‘Wij wilden de dingen kwijt, terwijl de dingen nog van alles zeiden. Ze bleven maar doorpraten, al die relicten van weinig of geen waarde. Opeens werd er over hun lot beschikt.
Alles daar in het laatste huis van onze lang voorbije jeugd vergde zijn eigen besluitvaardigheid. Opruimen bleek inspannend te zijn omdat het stukwerk was, waarbij het onderscheidingsvermogen aan een niet geringe slijtageslag onderhevig was.’
Wat moet ik daar nog aan toevoegen.
Al eerder was ik onder de indruk van Gesloten huis van Nicolaas Matsier. Nu lees ik het omdat het aan de beurt is – ik herlees zijn oeuvre in chronologische volgorde – terwijl ik samen met mijn broer de weekenden doorbreng in ‘het laatste huis van onze lang voorbije jeugd’ om dat te doen waar Nicolaas Matsier in zijn roman verslag van doet.
Net als Matsier wik en weeg ik. Weet ik dat niet alles in een ander huis dienst zal doen.
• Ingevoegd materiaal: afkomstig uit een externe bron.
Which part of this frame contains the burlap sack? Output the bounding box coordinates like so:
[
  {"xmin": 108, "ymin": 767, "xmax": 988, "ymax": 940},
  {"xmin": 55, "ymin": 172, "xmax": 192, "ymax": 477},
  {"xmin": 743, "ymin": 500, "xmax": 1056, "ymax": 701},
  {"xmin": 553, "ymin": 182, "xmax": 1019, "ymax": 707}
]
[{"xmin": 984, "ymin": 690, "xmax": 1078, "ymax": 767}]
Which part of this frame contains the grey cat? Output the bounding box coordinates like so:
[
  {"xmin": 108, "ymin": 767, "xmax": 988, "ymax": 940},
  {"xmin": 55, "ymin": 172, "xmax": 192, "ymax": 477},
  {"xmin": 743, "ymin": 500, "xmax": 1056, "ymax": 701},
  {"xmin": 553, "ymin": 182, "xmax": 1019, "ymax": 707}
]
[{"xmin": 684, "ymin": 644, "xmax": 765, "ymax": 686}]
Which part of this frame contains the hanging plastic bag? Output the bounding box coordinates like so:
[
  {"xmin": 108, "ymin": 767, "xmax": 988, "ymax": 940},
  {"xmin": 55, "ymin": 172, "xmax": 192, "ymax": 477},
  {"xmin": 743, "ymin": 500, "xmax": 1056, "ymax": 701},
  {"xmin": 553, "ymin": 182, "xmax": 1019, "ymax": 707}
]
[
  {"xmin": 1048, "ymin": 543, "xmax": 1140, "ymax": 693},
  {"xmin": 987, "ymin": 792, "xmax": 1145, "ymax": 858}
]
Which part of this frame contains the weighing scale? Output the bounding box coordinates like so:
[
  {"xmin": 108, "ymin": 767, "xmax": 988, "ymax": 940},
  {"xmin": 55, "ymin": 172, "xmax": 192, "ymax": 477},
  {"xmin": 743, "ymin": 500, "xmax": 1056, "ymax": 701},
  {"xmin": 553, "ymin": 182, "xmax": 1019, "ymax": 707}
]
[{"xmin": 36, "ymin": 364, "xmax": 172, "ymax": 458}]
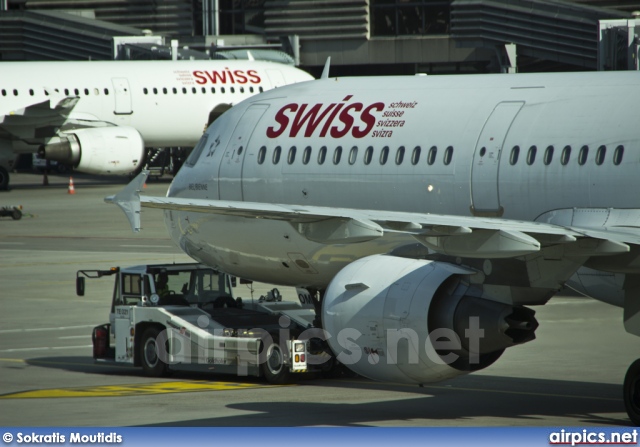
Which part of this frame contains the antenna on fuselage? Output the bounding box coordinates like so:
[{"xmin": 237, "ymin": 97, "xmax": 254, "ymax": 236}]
[{"xmin": 320, "ymin": 56, "xmax": 331, "ymax": 79}]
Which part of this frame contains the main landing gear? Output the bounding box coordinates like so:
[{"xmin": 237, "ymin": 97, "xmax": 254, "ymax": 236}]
[{"xmin": 623, "ymin": 359, "xmax": 640, "ymax": 426}]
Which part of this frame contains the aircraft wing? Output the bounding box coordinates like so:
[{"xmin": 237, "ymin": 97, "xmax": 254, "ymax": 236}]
[
  {"xmin": 106, "ymin": 173, "xmax": 640, "ymax": 258},
  {"xmin": 0, "ymin": 97, "xmax": 80, "ymax": 140}
]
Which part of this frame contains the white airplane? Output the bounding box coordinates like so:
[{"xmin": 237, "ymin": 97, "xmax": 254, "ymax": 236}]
[
  {"xmin": 0, "ymin": 60, "xmax": 313, "ymax": 189},
  {"xmin": 107, "ymin": 72, "xmax": 640, "ymax": 424}
]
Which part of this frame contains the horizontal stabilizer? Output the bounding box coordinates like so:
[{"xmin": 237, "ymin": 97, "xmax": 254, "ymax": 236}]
[{"xmin": 104, "ymin": 171, "xmax": 149, "ymax": 233}]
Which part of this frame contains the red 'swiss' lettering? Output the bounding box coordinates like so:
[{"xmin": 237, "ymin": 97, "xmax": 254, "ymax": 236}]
[
  {"xmin": 267, "ymin": 104, "xmax": 298, "ymax": 138},
  {"xmin": 192, "ymin": 68, "xmax": 262, "ymax": 85},
  {"xmin": 267, "ymin": 95, "xmax": 385, "ymax": 138}
]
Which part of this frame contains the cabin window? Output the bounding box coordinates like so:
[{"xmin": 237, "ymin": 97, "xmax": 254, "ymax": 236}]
[
  {"xmin": 613, "ymin": 145, "xmax": 624, "ymax": 166},
  {"xmin": 443, "ymin": 146, "xmax": 453, "ymax": 166},
  {"xmin": 527, "ymin": 146, "xmax": 538, "ymax": 166},
  {"xmin": 396, "ymin": 146, "xmax": 404, "ymax": 165},
  {"xmin": 273, "ymin": 146, "xmax": 282, "ymax": 165},
  {"xmin": 427, "ymin": 146, "xmax": 438, "ymax": 166},
  {"xmin": 411, "ymin": 146, "xmax": 422, "ymax": 166},
  {"xmin": 302, "ymin": 146, "xmax": 311, "ymax": 165},
  {"xmin": 287, "ymin": 146, "xmax": 297, "ymax": 165},
  {"xmin": 560, "ymin": 146, "xmax": 571, "ymax": 166},
  {"xmin": 349, "ymin": 146, "xmax": 358, "ymax": 165},
  {"xmin": 542, "ymin": 146, "xmax": 553, "ymax": 166},
  {"xmin": 364, "ymin": 146, "xmax": 373, "ymax": 165},
  {"xmin": 596, "ymin": 145, "xmax": 607, "ymax": 166},
  {"xmin": 258, "ymin": 146, "xmax": 267, "ymax": 165},
  {"xmin": 578, "ymin": 145, "xmax": 589, "ymax": 166},
  {"xmin": 333, "ymin": 146, "xmax": 342, "ymax": 165},
  {"xmin": 380, "ymin": 146, "xmax": 389, "ymax": 165},
  {"xmin": 509, "ymin": 146, "xmax": 520, "ymax": 166},
  {"xmin": 318, "ymin": 146, "xmax": 327, "ymax": 165}
]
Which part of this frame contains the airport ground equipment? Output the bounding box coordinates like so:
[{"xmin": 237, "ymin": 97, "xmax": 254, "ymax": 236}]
[
  {"xmin": 76, "ymin": 264, "xmax": 332, "ymax": 384},
  {"xmin": 0, "ymin": 206, "xmax": 22, "ymax": 220}
]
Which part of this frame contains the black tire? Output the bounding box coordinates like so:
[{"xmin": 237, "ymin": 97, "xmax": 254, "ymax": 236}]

Eigenlijk wil ik de dingen helemaal niet kwijt. Want ik wil mijn ouders nog niet kwijt.
Op 8 oktober a.s. treedt Nicolaas Matsier in Rotterdam op tijdens Woordnacht. In dat kader herlees ik zijn werk.
John Wervenbos says
Menselijke contemplatie maakt dat dingen zich kunnen uitspreken (wezen der ‘dingen’). Pad acht van het achtvoudige pad pad van Boeddha luidt: de juiste contemplatie. Een boeddhistische benadering houdt niet simpelweg ‘onthechting’ in. Dat is een weidverbreide misvatting.
Ik weet niet of je beide ouders inmiddels overleden zijn, hoewel het daar wel op lijkt. Het hele leven lijkt ergens op een proces van verbinden en loslaten en dan in andere vorm opnieuw verbinden en verbonden zijn gevolgd door opnieuw verschuiven van verhoudingen enzovoort. Hoe verhouden zo bezien koesteren, conserveren en soms ook verzoenen zich tot elkaar? Time wil tell and give opportunities.
John Wervenbos says
Tekstcorrectie: “…achtvoudige pad van Boeddha…”. Natuurlijk maar één keer het woord ‘pad’ in deze zinsnede.